Wearalloy Super-Hard Chrome Plate
70-72 Rockwell C
Wearalloy Super Chrome Plate is a unique material with a base plate of Wearalloy 400 (also available with mild steel) and plated with a surface coating of .020” electro plated chrome. Super Chrome’s chemistry produces a surface designed especially for areas with severe problems of sliding wear, erosion and sticking. Wear rates of Super Chrome have shown to be comparable to that of ceramics under specific wear conditions depending on particle size. Power plants, coal prep plants and cement plants provide ideal conditions for this .020 electro-plated chrome plate to be cost effective – especially when down time matters.
- Chute Liners
- Feeder Plates
- Screed Plates
- Fan Blades
- Transfer Points
- Wear Plates
Electro-plated chromium has the lowest coefficient of friction of all metals. Wearalloy Super Hard Chrome plate combines this characteristic with an extremely dense grain structure that keeps materials, wet or dry form sticking to its surface. It solves material sticking and "hang-up" problems common in bulk material handling.
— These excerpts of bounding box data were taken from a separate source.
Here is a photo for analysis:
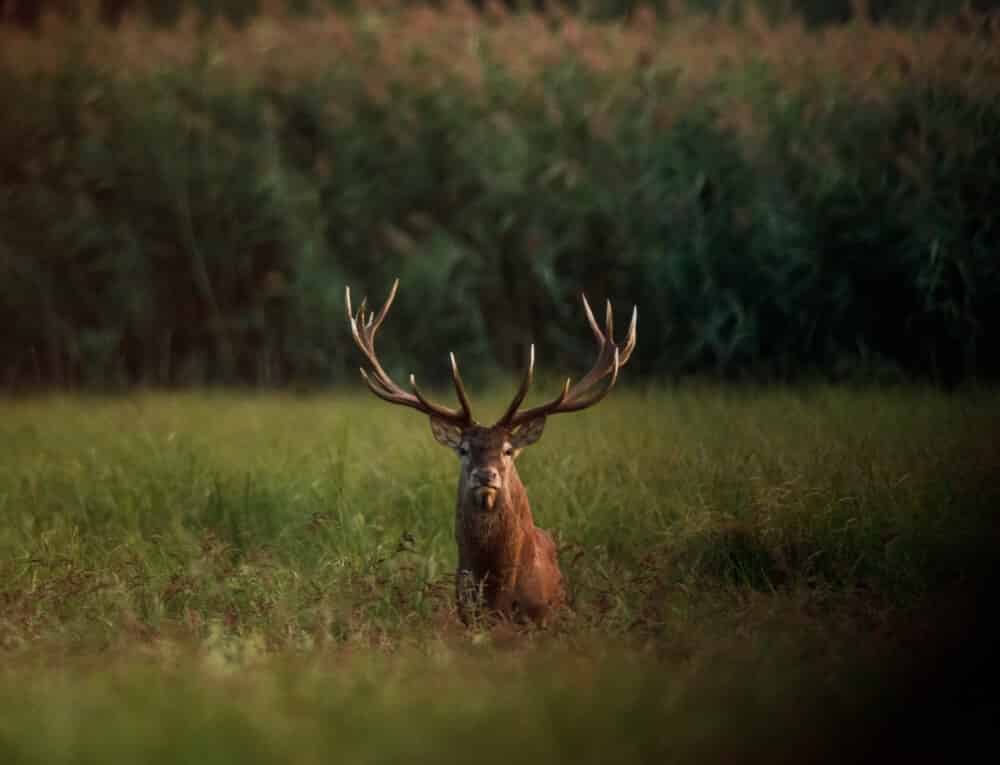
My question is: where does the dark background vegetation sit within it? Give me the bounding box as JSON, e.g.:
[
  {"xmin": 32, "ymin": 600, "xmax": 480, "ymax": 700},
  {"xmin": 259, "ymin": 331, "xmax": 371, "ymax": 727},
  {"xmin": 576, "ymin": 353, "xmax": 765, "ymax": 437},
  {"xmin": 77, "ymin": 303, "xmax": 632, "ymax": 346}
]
[{"xmin": 0, "ymin": 2, "xmax": 1000, "ymax": 388}]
Wearalloy Super Hard Chrome plate is one of the hardest materials suitable for bulk material transfer surfaces. It achieves a hardness of 70-72 Rockwell C for chrome plating. The plate's increased hardness gives it superior resistance to sliding wear, abrasion, impact, and erosion.
Wearalloy Super Hard Chrome's surface finish is not affected by most corrosive elements. It resists corrosion due to water, sulfuric acid, hydrogen sulfide, and nearly all organic acids.
Reminder: all non-stock sizes must first be cut with CNC plasma, then follow the procedures listed below for method that best fits your application.
- This is the best method for environments with significant impact and vibration.
- Studs should always be installed to the non-chrome side.
- Stud and base material should be made from compatible materials.
- Stud diameter must not exceed the thickness of the base plate material.
- Weld only to the non-plated side.
- Keep the base material under 250 degrees C. A wet rag can be placed on the plate surface to draw heat from the plate, keeping the plate at a cooler temperature.
- Tack welding is recommended for attaching to a base surface of the structural steel surface. Remember to keep the tack spaced out in even intervals, below the chrome surface.
- MIG welding is the latest disruptive method for tack welding. If stick welds are used, we recommend a 7018, low hydrogen rod.
- Hard chrome surface can be drilled and if necessary, countersunk. We recommend That Ford Steel prepare the base material with countersunk holes prior to hard plating. This ensures the chrome surface will remain continuous, avoiding the possibility that a premature wear spot develops around the hole.
- Bolt heads can be hard-plated as well. This is highly recommended for continuously flowing surfaces such as feeder liners and chutes.